The women in this year’s list hail from 16 countries and 7 continents. Many of these outstanding women have shown that it is possible to transform personal pain they faced surviving gender-based violence into positive action to stop violence against women, empower themselves and show other survivors that it is possible to move forward with dignity and happiness. As survivors, they have chosen to stand up for themselves and for other women and girls.

Others on this list may not have experienced gender-based violence first hand but they have stepped up to do what is right: to speak up for women and girls who cannot do it for themselves, sometimes at great personal risk. All this requires immense courage, generosity of spirit and a strong enduring heart.

Without further ado, here in alphabetical order by first name is our 2023 list of 16 female role models. We hope that these women inspire you to get involved with the cause. To that end, we hope you will generously share this list via your social media to give these extraordinary 16 women and their work a moment in the sun.
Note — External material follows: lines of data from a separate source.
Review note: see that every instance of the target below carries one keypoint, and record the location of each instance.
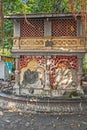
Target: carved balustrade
(60, 43)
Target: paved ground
(10, 120)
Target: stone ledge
(31, 104)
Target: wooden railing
(58, 43)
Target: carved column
(47, 74)
(80, 65)
(17, 81)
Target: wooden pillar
(16, 89)
(80, 72)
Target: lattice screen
(64, 27)
(34, 28)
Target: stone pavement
(12, 120)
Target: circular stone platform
(43, 104)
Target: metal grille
(34, 28)
(64, 27)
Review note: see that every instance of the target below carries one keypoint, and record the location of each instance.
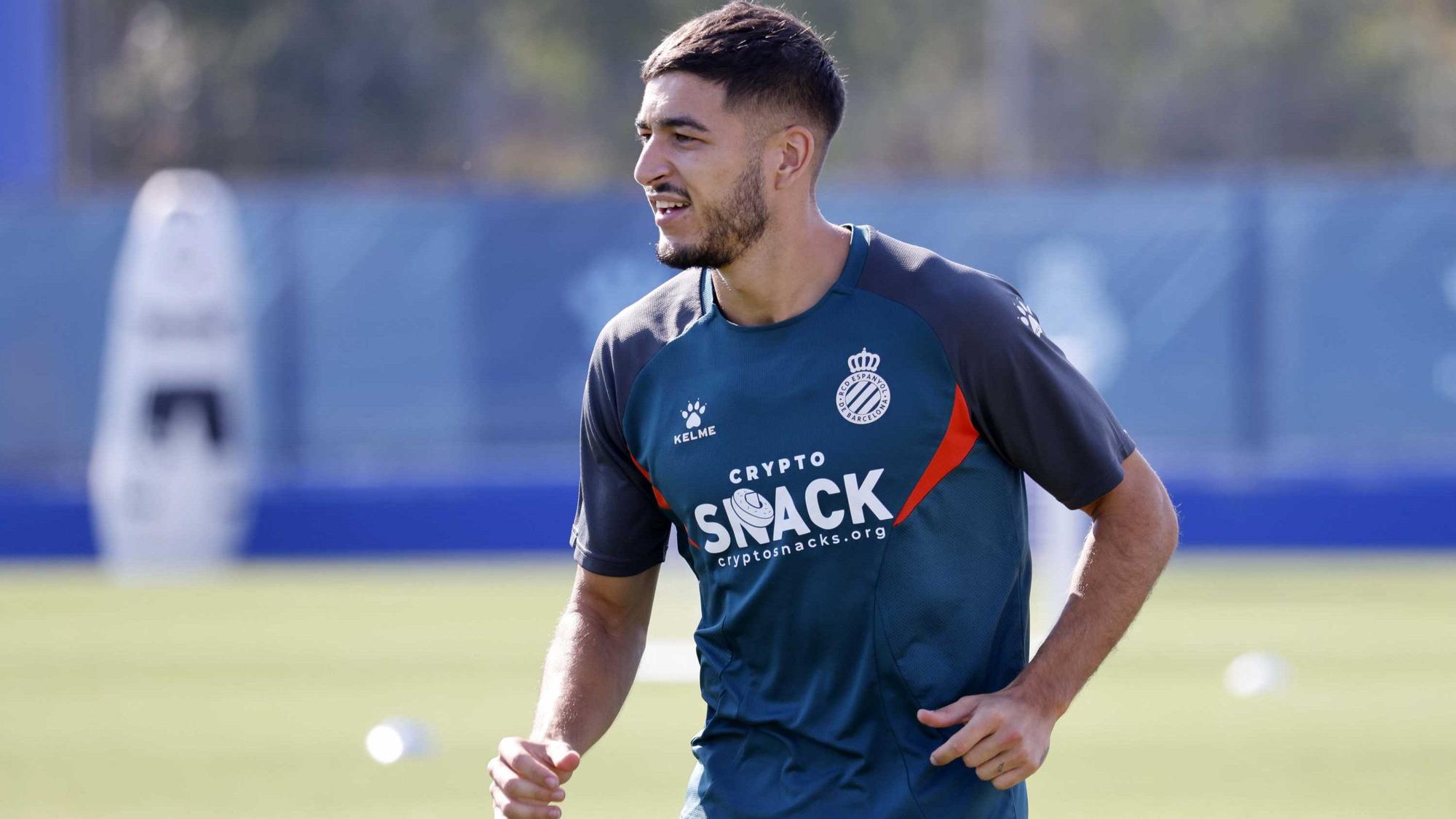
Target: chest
(772, 440)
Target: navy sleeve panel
(621, 529)
(1026, 398)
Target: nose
(652, 167)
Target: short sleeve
(1034, 407)
(620, 528)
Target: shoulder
(641, 330)
(954, 299)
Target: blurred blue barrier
(1253, 334)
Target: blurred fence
(1283, 347)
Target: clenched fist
(526, 777)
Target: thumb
(563, 756)
(951, 714)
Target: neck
(787, 272)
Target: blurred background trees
(542, 92)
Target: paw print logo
(1029, 318)
(695, 414)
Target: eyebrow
(673, 123)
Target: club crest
(864, 395)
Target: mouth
(670, 213)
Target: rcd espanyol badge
(863, 397)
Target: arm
(595, 657)
(590, 668)
(1008, 733)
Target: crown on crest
(864, 360)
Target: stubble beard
(732, 228)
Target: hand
(526, 777)
(1007, 736)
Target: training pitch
(251, 695)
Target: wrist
(1039, 695)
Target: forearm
(590, 668)
(1125, 554)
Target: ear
(794, 151)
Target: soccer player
(836, 423)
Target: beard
(729, 229)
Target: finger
(526, 790)
(518, 810)
(963, 742)
(989, 748)
(947, 716)
(1013, 777)
(1010, 759)
(563, 756)
(523, 758)
(505, 806)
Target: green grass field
(251, 695)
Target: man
(836, 423)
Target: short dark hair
(761, 56)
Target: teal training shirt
(848, 488)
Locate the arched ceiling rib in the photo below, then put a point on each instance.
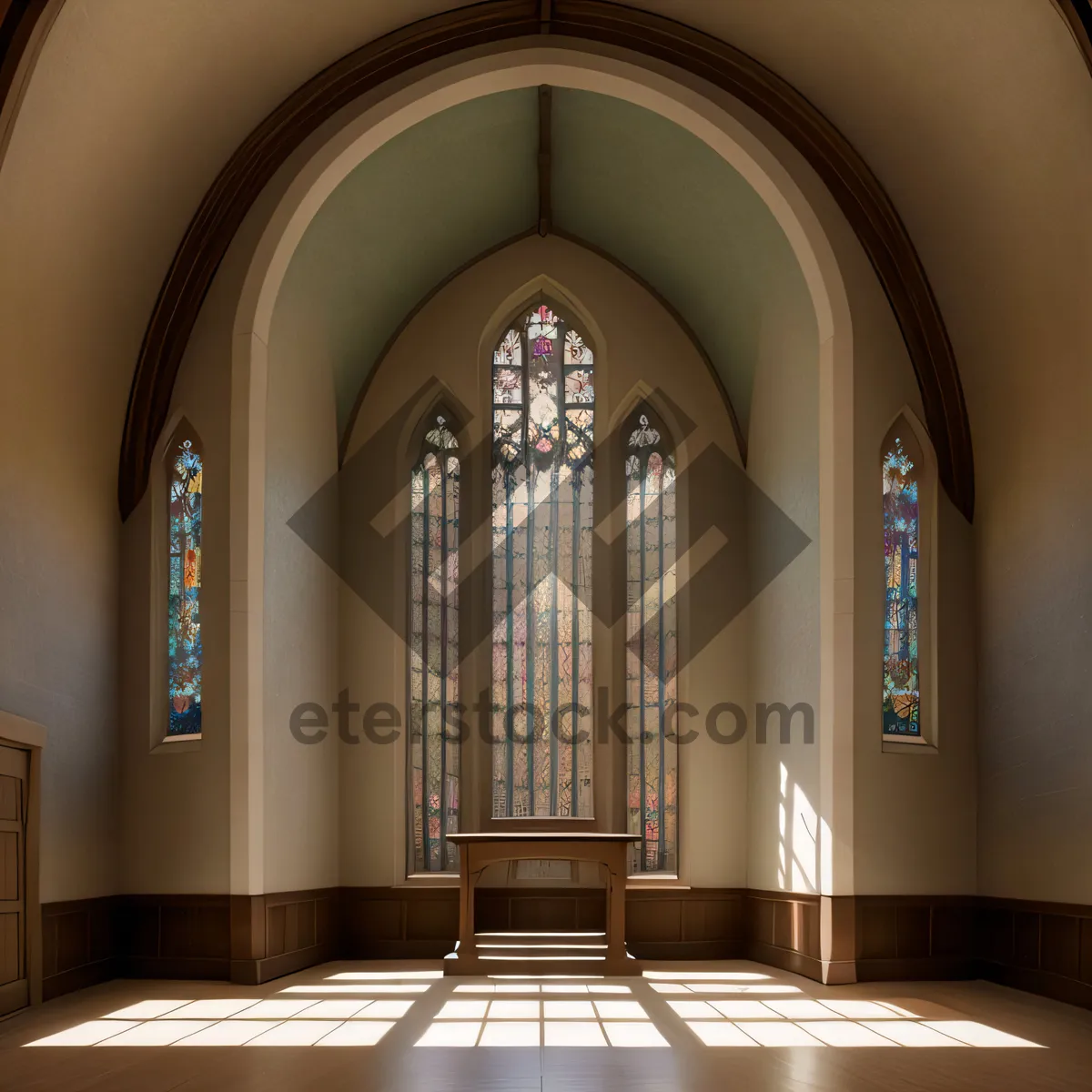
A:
(856, 190)
(637, 187)
(148, 101)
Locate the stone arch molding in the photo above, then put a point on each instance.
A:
(268, 244)
(420, 50)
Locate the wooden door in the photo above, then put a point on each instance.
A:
(15, 782)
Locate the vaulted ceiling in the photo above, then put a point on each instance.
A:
(978, 126)
(623, 179)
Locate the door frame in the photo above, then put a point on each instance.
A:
(30, 736)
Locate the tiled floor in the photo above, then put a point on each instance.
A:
(680, 1026)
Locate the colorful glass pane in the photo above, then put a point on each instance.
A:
(434, 653)
(185, 474)
(651, 650)
(901, 531)
(541, 538)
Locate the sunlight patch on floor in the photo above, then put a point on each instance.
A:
(719, 1009)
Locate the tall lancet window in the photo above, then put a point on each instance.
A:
(543, 416)
(651, 645)
(901, 543)
(185, 480)
(434, 650)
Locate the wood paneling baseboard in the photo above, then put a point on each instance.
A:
(1043, 948)
(79, 945)
(782, 929)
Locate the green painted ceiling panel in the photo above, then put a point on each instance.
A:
(672, 208)
(423, 205)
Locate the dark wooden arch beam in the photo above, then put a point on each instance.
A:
(569, 238)
(1078, 15)
(856, 190)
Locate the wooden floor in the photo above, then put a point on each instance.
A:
(385, 1026)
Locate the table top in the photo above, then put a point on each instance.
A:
(541, 835)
It’s time to stop violence against women. Together.

Note: Information for all role model profiles is sourced via online research and is based on one or more news sources, articles and/or The Pixel Project’s own interviews with the activist. The main articles/reports from which these profiles have been sourced can be directly accessed via the hyperlinked titles. Please do click through to learn more about these remarkable women.

Written, researched and compiled by Regina Yau

Inspired to support The Pixel Project’s anti-violence against women work? Make a donation to us today OR buy the audiobook edition of our 1st charity anthology, Giving The Devil His Due OR buy our 1st poetry collection, Under Her Eye. All donations and net proceeds from book sales go towards supporting our campaigns, programmes, and initiatives.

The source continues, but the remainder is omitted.